Opowieść zasłyszana. Podobno prawdziwa. Prawie stuletni Paryżanin uprzedził żonę, że wróci z kawiarni nieco później, bo spotka się z byłą sympatią z lat młodości. Wrócił jednak o stałej porze. – Nie przyszła? – Przyszła, ale siedziała przy stoliku jakaś starucha, więc wstydziłem się podejść.

Tak pisałem jeszcze kilka lat temu w tekście pt. Pora na seniora. Ale wtedy pory na seniora jeszcze nie było. Wszystko, co było do uciechy, co był do zabawy, co było do sprzedania i kupienia było dla młodych. Byliśmy z tyłu liceum, z przodu muzeum. Kiedy mi niedaleko do dziewięćdziesiątki, to muzeum na liceum się zamienia, coraz częściej pukają do moich drzwi specjaliści od sprzedaży ci, co jeszcze niedawno sprzedawali wszystko dla młodych, coraz częściej dla mnie i moich rówieśników mają propozycje rozrywki. Coraz mniej tych, dla których my budowaliśmy- nasz świat.
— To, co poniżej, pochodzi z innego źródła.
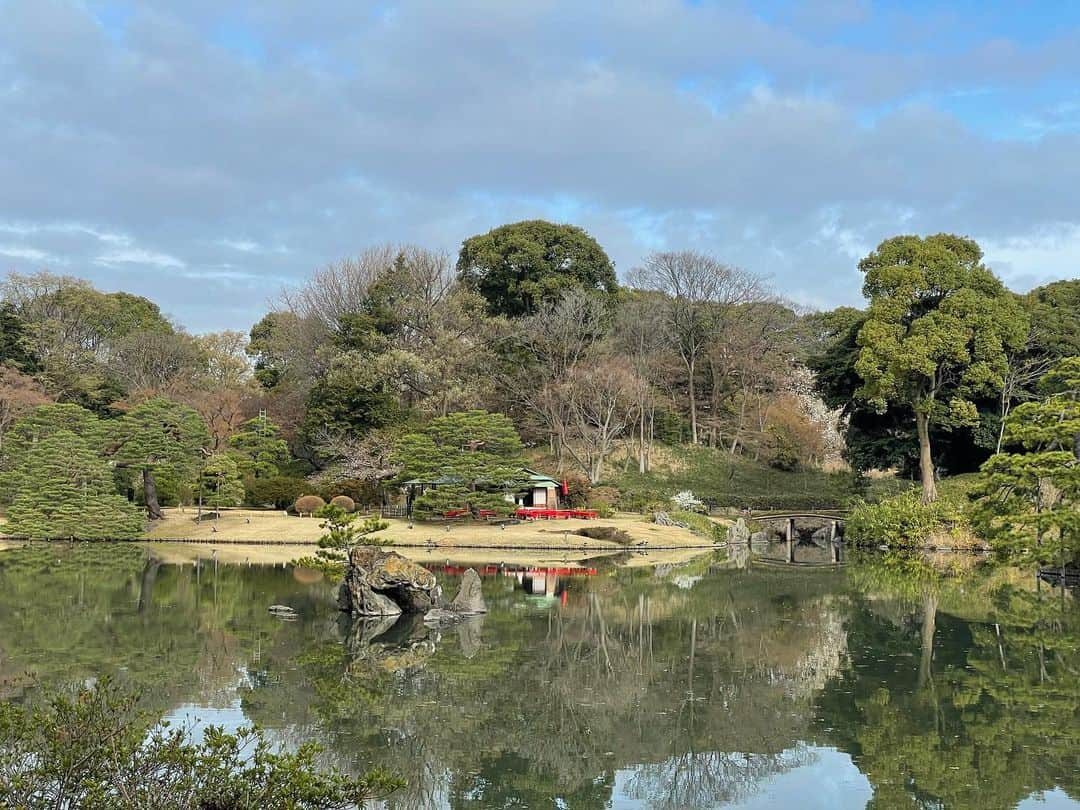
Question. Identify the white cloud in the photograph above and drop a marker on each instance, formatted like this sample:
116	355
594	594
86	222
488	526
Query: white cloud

Coraz częściej ci, którzy zawsze chcieli urządzać świat dla innych- teraz nas, starych, chcą ustanowić obiektem ich troski. Bezinteresownie? Radna Jadwiga Stec upomina rówieśników, że też będą starymi. Zawsze starzeją się inni. Radna, jeszcze w sile wieku, jeszcze sprawna fizycznie i intelektualnie, nie myśli o sobie. A przecie, kiedy podejmuje zabiegi o poprawę losu ludzi starych, tych innych, gdzieś pod świadomością sądzi, że robi to także z myślą o sobie i swoim losie.

Wiem, co piszę. Zostałem sam. Jak oni. Z okien mojego mieszkania widzę jak po sąsiedzku budowano okazałe domy, rodziły się dzieci, dorastały, potem już tylko na krótkie wakacje jako studenci przybywali do tego domu- z myślą o nich budowanego i latami urządzanego. Zostali sami. Gniazdo opustoszało, potomkowie rozproszyli się po świecie, nawet tak daleko, że tylko raz na kilka lat mogą się spotkać. Spotykają się jako obcy, bo wiedzą o sobie tylko tyle, ile zechcą przekazać telefonicznie lub mailem. Gniazdo zostało puste, nikomu niepotrzebne. Tylko tym dwojgu, co nadal liczą, że powrócą tu dzieci, wraz z nimi wnuki, że zapełni się dom, że gniazdo ożyje. Ale gniazdo opustoszało na zawsze. A oni wciąż czekają.